Microsoft Presidio is a rule-based detection framework using custom pattern recognisers. It runs two separate analyzers:

THIRD_PARTY analyzer:

Recogniser Entities detected
Built-in (spaCy en_core_web_sm) PHONE_NUMBER, EMAIL_ADDRESS, UK_NHS
Custom pattern UK postcodes
Custom pattern National Insurance numbers

OPERATIONAL analyzer:

Recogniser Entities detected
Custom pattern Crime reference numbers (e.g. 42/12345/24)
Custom pattern Police collar numbers (e.g. PC 1234)

Both analyzers are instantiated lazily and cached as module-level singletons.

Deduplication

After all three models run, overlapping spans are deduplicated with this priority order:

  1. SpanCat results are kept in full
  2. GLiNER results are added where they don't overlap SpanCat spans
  3. Presidio results are added where they don't overlap either of the above

Merged Display Items

Adjacent or near-adjacent spans of the same type (within a 2-character gap by default) are automatically merged into a single compound display item in the review sidebar. This reduces noise when, for example, a first name and surname are detected as separate spans.

Merged items show all underlying span IDs and can be split back into individual items by the user from the sidebar.

Data Subject Filtering

Entities matching the case's data_subject_name or data_subject_dob are automatically excluded from redaction suggestions. This includes:

  • Full name matches (case-insensitive)
  • Individual name parts (e.g., "John" or "Doe" from "John Doe")
  • DOB in common date formats (DD/MM/YYYY, YYYY-MM-DD, D Month YYYY, etc.)

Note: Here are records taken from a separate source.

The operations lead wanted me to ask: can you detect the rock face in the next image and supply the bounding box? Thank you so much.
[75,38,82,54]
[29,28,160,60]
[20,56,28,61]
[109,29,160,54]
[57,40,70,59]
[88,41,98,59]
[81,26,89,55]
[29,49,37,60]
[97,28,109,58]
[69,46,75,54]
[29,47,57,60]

The data subject's own information should remain visible in the document. Users can still manually mark text as DS_INFORMATION, which propagates across all documents in the case via find_and_flag_matching_text_in_case().

Export Font

The export font controls the typeface used in the HTML body of every WeasyPrint-generated PDF. Fonts are defined as a curated list of web-safe choices on the DocumentExportSettings singleton model in cases/models.py.

How It Works

  1. DocumentExportSettings.FontFamily is a TextChoices enum — the database stores the short key (e.g. arial) and the model exposes a font_family_css property that returns the full CSS font stack string (e.g. Arial, sans-serif).
  2. _generate_pdf_from_document() in cases/services.py reads export_settings.font_family_css and injects it into the HTML <body style="font-family: ..."> tag before passing the HTML to WeasyPrint.
  3. The DocumentExportSettingsSerializer includes font_family so it is readable and writable via the settings API endpoint.
  4. The frontend DocumentExportSettingsCard renders a MUI Select dropdown populated with the same choices.

Adding a New Font

  1. Add the choice to DocumentExportSettings.FontFamily in cases/models.py:

    ROBOTO = "roboto", "Roboto"
    
  2. Add the CSS stack to DocumentExportSettings._FONT_CSS:

    "roboto": "Roboto, sans-serif",
    
  3. Ensure the font is available on the server. WeasyPrint renders PDFs server-side, so the font must be installed on the host OS (e.g. via a system package). Web-safe fonts (Arial, Georgia, etc.) are already present on most Linux distributions. For custom fonts, install the font files and verify WeasyPrint can find them via fontconfig.

  4. Generate and apply a migration:

    python manage.py makemigrations cases
    python manage.py migrate
    
  5. Add a MenuItem to the Select in DocumentExportSettingsCard.js:

    <MenuItem value="roboto">Roboto</MenuItem>
    
  6. Update the Cypress test mockSettings and defaultSettings objects and add a test case if needed.